For this experiment two packets of porcine lard (with a small amount of muscle-tissue attached) were constructed and enclosed in plastic wrap. The lard packet dimensions were 19.8 cm × 38.8 cm × 2.6 cm, and weighed, using a beam scale, 3.49 kg. The total fat fraction of the lard, measured in triplicate by chemical fat extraction according to the method of Folch et al. , was 52.2% (CV% = 6.4%). The participants for this study were selected for low body weight (BMI < 22 kg/m2). Eight healthy lean male volunteers, who were on average (mean ± SD) 26.4 ± 7.4 years of age, agreed to participate. Anthropometric measures of the participants were taken immediately before the study and averaged 1.81 ± 0.07 m in height, 69.0 ± 7.7 kg in weight, and 21.0 ± 0.9 kg/m2 in BMI. Without reposition, four consecutive total body DXA scans were performed on each participant. Two scans without added lard served as baseline measurements (the average values were used as the criterion measurements), and two scans were performed with the lard packets placed alternately on the abdomen centred over the lumbar vertebrae, and on the thighs at midpoint of the femur. The placements of the lard over the thighs and trunk were chosen to represent regions where the ability of DXA to correctly measure soft tissue composition is known to be good and poor, respectively.

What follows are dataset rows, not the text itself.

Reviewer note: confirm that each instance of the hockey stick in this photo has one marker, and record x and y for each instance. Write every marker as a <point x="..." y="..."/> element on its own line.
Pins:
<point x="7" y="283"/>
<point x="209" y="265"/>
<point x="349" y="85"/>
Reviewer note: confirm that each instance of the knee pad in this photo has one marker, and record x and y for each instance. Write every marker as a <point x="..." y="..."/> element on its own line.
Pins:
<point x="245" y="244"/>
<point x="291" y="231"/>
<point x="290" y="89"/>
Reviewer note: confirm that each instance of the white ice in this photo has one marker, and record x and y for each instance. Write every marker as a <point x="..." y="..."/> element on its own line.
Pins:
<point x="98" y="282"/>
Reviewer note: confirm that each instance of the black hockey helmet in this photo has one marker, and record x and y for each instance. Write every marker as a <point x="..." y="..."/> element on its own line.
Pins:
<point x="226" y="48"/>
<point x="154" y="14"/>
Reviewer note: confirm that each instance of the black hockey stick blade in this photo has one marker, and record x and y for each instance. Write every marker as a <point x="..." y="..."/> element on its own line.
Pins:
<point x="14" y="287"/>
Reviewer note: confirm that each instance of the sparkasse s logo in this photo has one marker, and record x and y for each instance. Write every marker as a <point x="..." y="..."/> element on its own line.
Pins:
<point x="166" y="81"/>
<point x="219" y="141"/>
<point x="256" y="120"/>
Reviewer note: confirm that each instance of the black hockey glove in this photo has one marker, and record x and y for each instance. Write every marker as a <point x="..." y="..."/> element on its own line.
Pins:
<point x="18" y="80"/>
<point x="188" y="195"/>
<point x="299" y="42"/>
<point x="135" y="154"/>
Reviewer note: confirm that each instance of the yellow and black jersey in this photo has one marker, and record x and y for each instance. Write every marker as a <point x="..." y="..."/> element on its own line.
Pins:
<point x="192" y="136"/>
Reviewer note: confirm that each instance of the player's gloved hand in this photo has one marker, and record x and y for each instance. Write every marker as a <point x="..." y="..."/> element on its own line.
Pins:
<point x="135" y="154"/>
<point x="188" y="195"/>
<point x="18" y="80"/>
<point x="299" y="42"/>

The Ethics Committee for Medical Research in Copenhagen, Denmark, approved the study protocol and the study was conducted in accordance with the Declaration of Helsinki of 1975, as revised in 1983. Written and oral informed consent was obtained from all patients prior to inclusion.
All results are expressed as means ± standard deviation (SD) unless otherwise indicated. A paired Students t-test was used to compare paired variables. Association between variables was established by Pearson's correlation coefficients and linear regression. The CV%'s for the measurements of TBBMC or FM were calculated from the within-subjects SD's divided by their respective grand means. All statistical tests were two-tailed, and a p value of less than 0.05 was considered statistically significant. The SPSS statistical program version 10.0 (SPSS Inc., Chicago, USA) was used for all analyses.